Yes, it is a valid latin square. For a valid latin sqaure, we need orthoganality. Meaning none of the latin letters should repeat in each row or column, which is satisfied here.
Model equation:
\(X_{ijk}=\mu+\tau_i+\beta{j}+\alpha_k+\epsilon_{ijk}\)
where \(\mu\) is the grand mean, \(\tau_i\) is the factor (ingredient) effect, \(\beta{j}\) is the batch effect, \(\alpha_k\) is the day effect, and \(\epsilon_{ijk}\) is the random variation of the data.
\(H_0:\tau_i=0\)
\(H_1:\tau_i\neq0\)
\(i=A,B,C,D,E\)
Batch <- c(rep(1,5),rep(2,5),rep(3,5),rep(4,5),rep(5,5))
day <- c(seq(1,5),seq(1,5),seq(1,5),seq(1,5),seq(1,5))
ingredient <- c('A','B','D','C','E','C','E','A','D','B','B','A','C','E','D','D','C','E','B','A','E','D','B','A','C')

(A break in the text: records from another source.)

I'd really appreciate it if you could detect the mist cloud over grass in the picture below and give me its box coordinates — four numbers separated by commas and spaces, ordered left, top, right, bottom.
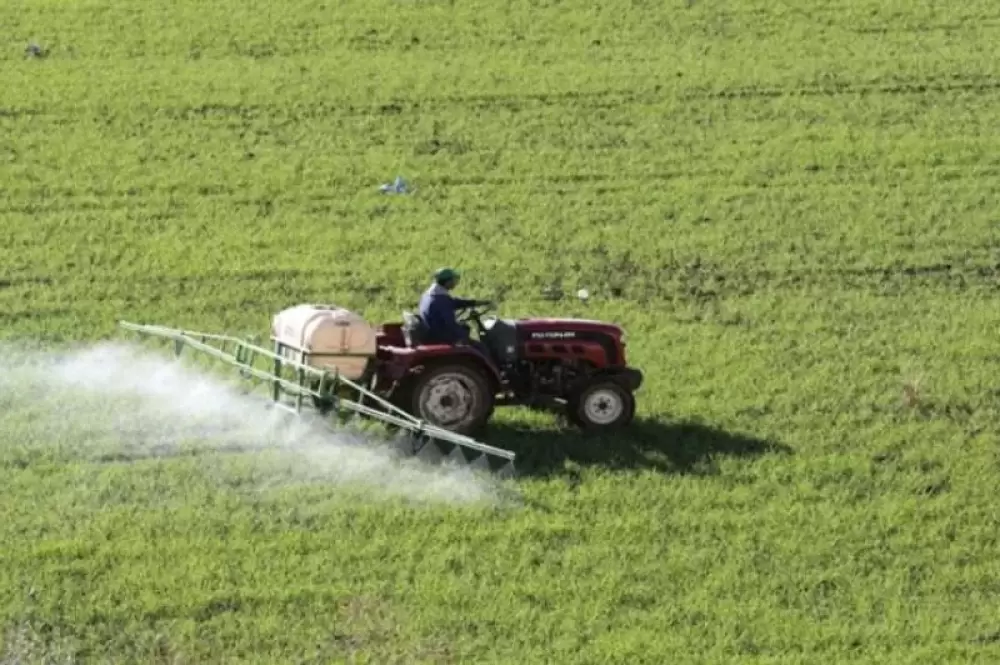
0, 343, 497, 502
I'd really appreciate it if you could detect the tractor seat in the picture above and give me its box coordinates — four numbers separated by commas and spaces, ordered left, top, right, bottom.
403, 310, 427, 348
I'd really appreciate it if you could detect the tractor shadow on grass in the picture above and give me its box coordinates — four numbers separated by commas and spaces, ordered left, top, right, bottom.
480, 417, 792, 478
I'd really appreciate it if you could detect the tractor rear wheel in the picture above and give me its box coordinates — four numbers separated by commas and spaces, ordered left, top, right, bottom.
567, 381, 635, 430
407, 364, 494, 435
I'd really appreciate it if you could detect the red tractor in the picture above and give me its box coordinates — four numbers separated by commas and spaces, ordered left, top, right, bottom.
373, 305, 643, 434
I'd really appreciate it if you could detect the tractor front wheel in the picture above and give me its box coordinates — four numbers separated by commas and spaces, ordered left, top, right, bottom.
567, 381, 635, 430
409, 365, 493, 435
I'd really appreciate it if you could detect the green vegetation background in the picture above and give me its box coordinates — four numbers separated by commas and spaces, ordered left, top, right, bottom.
0, 0, 1000, 665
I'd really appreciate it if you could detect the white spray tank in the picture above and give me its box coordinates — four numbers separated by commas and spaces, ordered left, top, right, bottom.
271, 304, 377, 381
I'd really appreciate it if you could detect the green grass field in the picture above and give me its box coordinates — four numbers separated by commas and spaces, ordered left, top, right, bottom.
0, 0, 1000, 665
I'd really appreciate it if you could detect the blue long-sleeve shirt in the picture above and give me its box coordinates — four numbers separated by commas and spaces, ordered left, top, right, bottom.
420, 284, 476, 344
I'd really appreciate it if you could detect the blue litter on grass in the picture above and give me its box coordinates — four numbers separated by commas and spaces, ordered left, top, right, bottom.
378, 176, 410, 194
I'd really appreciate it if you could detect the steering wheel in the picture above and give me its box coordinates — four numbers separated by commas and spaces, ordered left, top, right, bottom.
455, 300, 496, 338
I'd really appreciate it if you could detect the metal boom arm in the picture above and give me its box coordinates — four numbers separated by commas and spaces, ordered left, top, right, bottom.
119, 321, 515, 471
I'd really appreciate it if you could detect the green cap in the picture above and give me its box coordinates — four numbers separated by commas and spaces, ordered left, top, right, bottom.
434, 268, 461, 284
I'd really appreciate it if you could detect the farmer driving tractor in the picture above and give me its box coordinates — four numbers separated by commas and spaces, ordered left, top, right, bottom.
420, 268, 492, 357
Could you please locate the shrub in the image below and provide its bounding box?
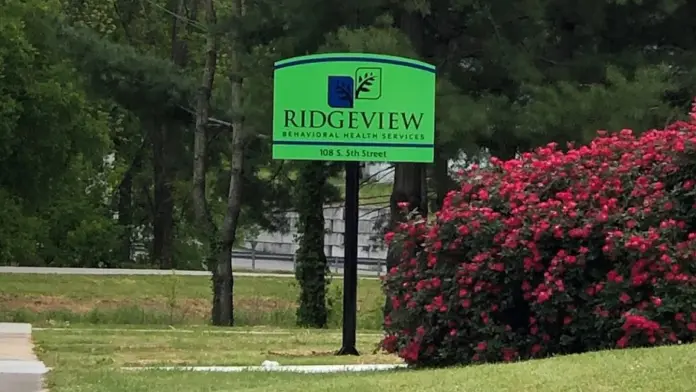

obs <- c(8,7,1,7,3,11,2,7,3,8,4,9,10,1,5,6,8,6,6,10,4,2,3,8,8)
Batch <- as.factor(Batch)
day <- as.factor(day)
ingredient <- as.factor(ingredient)
data <- data.frame(obs,Batch,day,ingredient)
model <- aov(obs~Batch+day+ingredient,data = data)
summary(model)## Df Sum Sq Mean Sq F value Pr(>F)
## Batch 4 15.44 3.86 1.235 0.347618
## day 4 12.24 3.06 0.979 0.455014
## ingredient 4 141.44 35.36 11.309 0.000488 ***
## Residuals 12 37.52 3.13
## ---
## Signif. codes: 0 '***' 0.001 '**' 0.01 '*' 0.05 '.' 0.1 ' ' 1As the resulted p-value for our factor of interest (ingredient) is 0.000488 and lower than our specified \(\alpha\) (0.05), we reject the null hypothesis and conclude that the choice of ingredient has a significant effect on the reaction time.